In the northwest, when village-based Yan Sai Kai vigilante were formed to combat bandits, they tended to target Fulani – whether involved in criminality or not. That set off a chain reaction of tit-for-tat violence that has forced more than 280,000 people from their homes and disrupted farming – raising concerns for this season’s harvest.
“Everyone wants an Amotekun, but historically they have not worked,” said Hassan – referring to vigilante groups that formed in the early 2000s but degenerated into criminal enterprises themselves.
“There is a lack of training, and there is always extra-judicial killing,” she said. “Those [vigilante], initially welcomed as saviors, will eventually be condemned for their high-handedness and lack of accountability.”
Wanting to be heard
Insecurity tends to have deeper political roots. Groups like IPOB and Amotekun represent what Hassan sees as an urgent demand by communities to be heard by the government.
“The feeling of marginalisation is the key to all of this,” she added. “The state is absent, there is no response to this crisis, so everyone is taking up arms to defend themselves – or to enrich themselves.”
Nigeria’s union comes under periodic strain, but the current federal government, led by an ageing and often unwell Buhari, is seen as particularly ineffective. That is increasingly undermining the rationale for 200 million Nigerians to stick together.
A meeting of pan-Yoruba leaders in the southwest city of Ibadan last month concluded that “in Buhari’s Nigeria, the ship of state has veered dangerously off course, and heads almost irreversibly towards jagged rocks of destruction”.

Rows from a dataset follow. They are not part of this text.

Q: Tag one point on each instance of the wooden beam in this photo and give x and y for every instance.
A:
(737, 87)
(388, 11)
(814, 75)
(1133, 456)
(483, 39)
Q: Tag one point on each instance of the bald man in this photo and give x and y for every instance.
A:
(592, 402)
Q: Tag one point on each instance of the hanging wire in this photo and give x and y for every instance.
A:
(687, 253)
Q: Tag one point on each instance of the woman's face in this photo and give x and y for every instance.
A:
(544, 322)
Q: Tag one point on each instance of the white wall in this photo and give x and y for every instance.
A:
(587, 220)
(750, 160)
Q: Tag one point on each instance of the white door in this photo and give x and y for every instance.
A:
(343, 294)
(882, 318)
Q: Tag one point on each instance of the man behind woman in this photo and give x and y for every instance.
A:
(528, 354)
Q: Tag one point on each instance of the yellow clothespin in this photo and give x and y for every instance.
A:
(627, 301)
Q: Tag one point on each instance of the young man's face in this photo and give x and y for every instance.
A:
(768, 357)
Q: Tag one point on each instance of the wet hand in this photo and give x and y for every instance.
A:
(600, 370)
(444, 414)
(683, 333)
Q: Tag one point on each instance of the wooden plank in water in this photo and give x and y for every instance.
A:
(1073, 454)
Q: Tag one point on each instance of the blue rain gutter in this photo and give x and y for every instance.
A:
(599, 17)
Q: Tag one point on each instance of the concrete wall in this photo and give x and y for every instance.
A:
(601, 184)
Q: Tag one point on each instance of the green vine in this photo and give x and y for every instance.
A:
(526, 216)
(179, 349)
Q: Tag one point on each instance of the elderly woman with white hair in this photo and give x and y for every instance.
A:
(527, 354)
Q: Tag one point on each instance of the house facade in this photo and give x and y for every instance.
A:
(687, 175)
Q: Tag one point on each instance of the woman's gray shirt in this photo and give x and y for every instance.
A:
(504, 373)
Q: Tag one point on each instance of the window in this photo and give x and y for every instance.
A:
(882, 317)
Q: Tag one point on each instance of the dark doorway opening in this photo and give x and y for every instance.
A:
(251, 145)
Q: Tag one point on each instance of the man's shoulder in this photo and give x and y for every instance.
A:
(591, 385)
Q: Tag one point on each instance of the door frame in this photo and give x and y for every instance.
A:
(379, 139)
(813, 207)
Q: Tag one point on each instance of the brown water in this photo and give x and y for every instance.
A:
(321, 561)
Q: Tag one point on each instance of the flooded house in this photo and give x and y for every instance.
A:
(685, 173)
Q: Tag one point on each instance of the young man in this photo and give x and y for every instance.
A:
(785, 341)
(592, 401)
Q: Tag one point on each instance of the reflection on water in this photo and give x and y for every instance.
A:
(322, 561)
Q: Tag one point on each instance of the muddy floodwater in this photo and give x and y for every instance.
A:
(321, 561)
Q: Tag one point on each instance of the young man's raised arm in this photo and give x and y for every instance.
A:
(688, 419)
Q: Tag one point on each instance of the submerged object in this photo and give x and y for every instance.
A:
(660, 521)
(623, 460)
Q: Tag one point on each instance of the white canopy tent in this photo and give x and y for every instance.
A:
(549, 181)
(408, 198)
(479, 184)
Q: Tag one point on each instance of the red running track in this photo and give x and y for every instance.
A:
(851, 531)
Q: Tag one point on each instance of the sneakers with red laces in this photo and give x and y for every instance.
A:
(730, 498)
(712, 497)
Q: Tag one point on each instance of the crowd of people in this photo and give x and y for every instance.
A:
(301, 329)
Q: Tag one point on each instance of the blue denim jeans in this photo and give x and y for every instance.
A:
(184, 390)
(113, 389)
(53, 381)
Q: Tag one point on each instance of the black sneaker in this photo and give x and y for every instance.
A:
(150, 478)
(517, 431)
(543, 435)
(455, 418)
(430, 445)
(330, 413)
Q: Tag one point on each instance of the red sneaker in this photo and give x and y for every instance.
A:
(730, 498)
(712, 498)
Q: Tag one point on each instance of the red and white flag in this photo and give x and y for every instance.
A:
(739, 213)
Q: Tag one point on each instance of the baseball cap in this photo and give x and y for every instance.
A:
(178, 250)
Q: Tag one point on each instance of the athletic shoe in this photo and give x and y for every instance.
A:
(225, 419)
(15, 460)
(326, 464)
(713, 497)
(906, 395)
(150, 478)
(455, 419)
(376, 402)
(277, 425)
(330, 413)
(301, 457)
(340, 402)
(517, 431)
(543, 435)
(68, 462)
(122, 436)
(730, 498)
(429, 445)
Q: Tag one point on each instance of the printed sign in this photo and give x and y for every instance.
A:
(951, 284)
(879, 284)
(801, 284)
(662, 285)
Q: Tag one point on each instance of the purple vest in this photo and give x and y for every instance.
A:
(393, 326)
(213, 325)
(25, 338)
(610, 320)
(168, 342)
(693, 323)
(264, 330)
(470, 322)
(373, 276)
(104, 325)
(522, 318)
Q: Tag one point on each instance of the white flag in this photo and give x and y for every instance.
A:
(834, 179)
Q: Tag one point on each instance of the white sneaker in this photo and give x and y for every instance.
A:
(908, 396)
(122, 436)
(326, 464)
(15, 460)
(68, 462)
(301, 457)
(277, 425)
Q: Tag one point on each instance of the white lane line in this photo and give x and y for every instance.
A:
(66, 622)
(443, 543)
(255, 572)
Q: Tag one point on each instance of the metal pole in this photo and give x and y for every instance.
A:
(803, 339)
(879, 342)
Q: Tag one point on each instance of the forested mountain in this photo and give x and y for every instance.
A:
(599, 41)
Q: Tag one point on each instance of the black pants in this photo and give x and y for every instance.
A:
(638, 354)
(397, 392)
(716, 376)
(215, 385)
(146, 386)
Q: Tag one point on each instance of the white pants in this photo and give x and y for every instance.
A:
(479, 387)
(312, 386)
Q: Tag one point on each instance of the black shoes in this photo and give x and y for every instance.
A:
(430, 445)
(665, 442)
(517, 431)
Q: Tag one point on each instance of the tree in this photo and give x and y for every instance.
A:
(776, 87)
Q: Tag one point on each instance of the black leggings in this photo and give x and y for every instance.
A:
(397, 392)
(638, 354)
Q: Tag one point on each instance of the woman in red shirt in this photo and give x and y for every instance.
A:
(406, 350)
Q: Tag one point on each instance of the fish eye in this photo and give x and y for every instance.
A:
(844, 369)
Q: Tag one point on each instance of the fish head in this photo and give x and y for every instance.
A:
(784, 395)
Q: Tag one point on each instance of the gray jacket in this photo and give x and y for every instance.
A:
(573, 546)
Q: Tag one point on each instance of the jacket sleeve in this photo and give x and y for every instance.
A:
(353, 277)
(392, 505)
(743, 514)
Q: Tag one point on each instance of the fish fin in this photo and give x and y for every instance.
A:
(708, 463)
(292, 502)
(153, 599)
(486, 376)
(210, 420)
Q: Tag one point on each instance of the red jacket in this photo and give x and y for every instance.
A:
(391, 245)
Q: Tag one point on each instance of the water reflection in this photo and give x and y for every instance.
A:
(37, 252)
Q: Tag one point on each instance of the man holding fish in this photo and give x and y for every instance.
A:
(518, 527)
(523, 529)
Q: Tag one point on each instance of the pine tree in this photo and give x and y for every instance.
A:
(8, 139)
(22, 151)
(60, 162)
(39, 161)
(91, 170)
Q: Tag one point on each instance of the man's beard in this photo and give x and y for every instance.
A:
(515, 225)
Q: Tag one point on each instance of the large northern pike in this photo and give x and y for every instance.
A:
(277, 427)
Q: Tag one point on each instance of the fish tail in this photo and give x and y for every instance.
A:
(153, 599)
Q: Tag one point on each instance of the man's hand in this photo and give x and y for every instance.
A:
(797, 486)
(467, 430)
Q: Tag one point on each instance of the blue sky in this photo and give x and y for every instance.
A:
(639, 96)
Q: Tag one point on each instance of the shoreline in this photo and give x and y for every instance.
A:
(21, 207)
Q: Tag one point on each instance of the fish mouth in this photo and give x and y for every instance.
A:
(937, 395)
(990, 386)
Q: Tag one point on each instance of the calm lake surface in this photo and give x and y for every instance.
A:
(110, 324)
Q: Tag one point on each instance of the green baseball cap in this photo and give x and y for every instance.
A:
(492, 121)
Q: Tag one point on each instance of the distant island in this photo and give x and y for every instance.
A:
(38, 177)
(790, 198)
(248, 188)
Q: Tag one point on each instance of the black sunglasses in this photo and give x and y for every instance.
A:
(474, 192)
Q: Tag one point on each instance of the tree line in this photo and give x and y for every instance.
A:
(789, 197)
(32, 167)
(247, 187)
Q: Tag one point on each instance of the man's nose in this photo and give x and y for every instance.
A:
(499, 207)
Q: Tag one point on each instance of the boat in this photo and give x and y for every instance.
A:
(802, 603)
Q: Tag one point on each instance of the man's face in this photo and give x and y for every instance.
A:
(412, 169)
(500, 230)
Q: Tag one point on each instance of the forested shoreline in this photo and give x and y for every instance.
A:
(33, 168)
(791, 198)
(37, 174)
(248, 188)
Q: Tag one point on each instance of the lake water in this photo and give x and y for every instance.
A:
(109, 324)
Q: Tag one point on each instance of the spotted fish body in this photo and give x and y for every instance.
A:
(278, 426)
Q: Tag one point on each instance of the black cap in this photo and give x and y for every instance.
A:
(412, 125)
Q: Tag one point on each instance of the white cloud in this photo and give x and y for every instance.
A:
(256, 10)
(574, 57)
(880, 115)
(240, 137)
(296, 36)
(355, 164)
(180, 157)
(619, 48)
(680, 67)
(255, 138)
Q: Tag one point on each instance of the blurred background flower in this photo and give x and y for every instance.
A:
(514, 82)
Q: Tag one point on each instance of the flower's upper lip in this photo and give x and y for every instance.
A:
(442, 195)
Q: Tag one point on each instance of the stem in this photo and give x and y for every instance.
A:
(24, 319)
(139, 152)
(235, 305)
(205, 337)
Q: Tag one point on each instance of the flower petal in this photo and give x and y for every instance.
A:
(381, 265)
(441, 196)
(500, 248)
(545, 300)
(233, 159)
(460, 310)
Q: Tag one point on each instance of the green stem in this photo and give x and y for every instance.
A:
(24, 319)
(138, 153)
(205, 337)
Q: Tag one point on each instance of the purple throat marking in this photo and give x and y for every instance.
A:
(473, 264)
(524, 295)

Describing the security situation as worse than the civil war period, the communique called for a renegotiation of the terms of the country’s union. “Nigeria can only remain Nigeria if all parties agree to deal equitably with each other,” it added.
In the southeast that call is louder still among Igbo people. But support for IPOB is far from a given, and there is also the realisation that continued agitation will likely be met by ever-bloodier crackdowns by the security forces.
“I’ve spoken to people in the region who are terrified of what the [drive to secessionism] means, [some towns] have started trying to dissuade their boys from joining [ESN/IPOB],” Nwanze told TNH.
But his fear is that the security forces, who “behave like an occupying army, can be counted on to make things worse”.